ADAM12 abrogation alters immune cell infiltration and improves response to checkpoint blockade therapy in the T11 murine model of triple-negative breast cancer

Abstract

Immunosuppressive tumor microenvironment (TME) impedes anti-tumor immune responses and contributes to immunotherapy resistance in triple-negative breast cancer (TNBC). ADAM12, a member of cell surface metalloproteases, is selectively upregulated in mesenchymal/claudin-low TNBCs, where its expression is largely restricted to tumor cells. The role of cancer cell-expressed ADAM12 in modulating the immune TME is not known. We show that Adam12 knockout in the T11 mouse syngeneic transplantation model of claudin-low TNBC leads to decreased numbers of tumor-infiltrating neutrophils (TINs)/polymorphonuclear myeloid-derived suppressor cells (PMN-MDSCs) and increased numbers of tumor-infiltrating B cells and T cells. ADAM12 loss in cancer cells increases chemotaxis of B cells in vitro and this effect is eliminated by inhibition of CXCR4, a receptor for CXCL12, or anti-CXCL12 blocking antibody.

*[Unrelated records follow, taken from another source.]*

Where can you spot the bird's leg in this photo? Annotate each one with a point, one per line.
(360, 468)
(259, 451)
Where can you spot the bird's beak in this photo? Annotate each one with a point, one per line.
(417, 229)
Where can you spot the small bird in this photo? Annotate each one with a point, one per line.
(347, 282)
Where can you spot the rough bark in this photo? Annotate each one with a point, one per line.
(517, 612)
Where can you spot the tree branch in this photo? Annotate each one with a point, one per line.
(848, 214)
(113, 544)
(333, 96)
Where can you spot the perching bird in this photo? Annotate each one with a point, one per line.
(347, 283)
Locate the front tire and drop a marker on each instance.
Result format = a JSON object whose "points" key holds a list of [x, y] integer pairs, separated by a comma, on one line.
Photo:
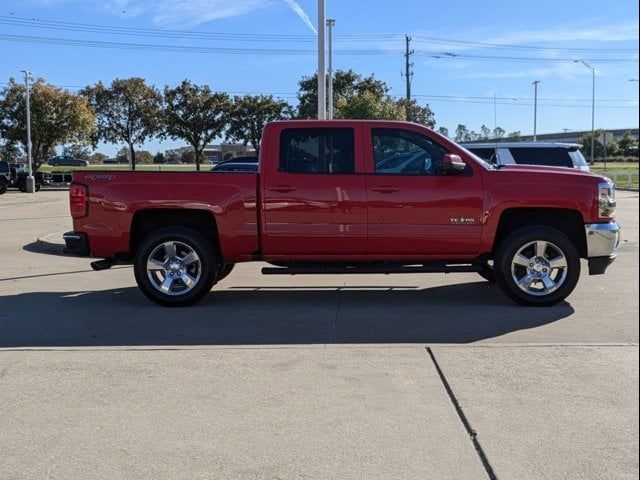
{"points": [[537, 266], [487, 272], [175, 267]]}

Importantly, ADAM12 loss in T11 cancer cells sensitizes tumors to anti-PD1/anti-CTLA4 combination therapy, although the initial responsiveness is followed by acquired therapy resistance. Depletion of B cells in mice eliminates the improved response to immune checkpoint blockade of Adam12 knockout T11 tumors. Analysis of gene expression data for claudin-low TNBCs from the METABRIC patient cohort shows significant inverse correlations between ADAM12 and gene expression signatures of several anti-tumor immune cell populations, as well as a significant positive correlation between ADAM12 and gene expression signature of TINs/PMN-MDSCs. Collectively, these results implicate ADAM12 in immunosuppression within the TME in TNBC.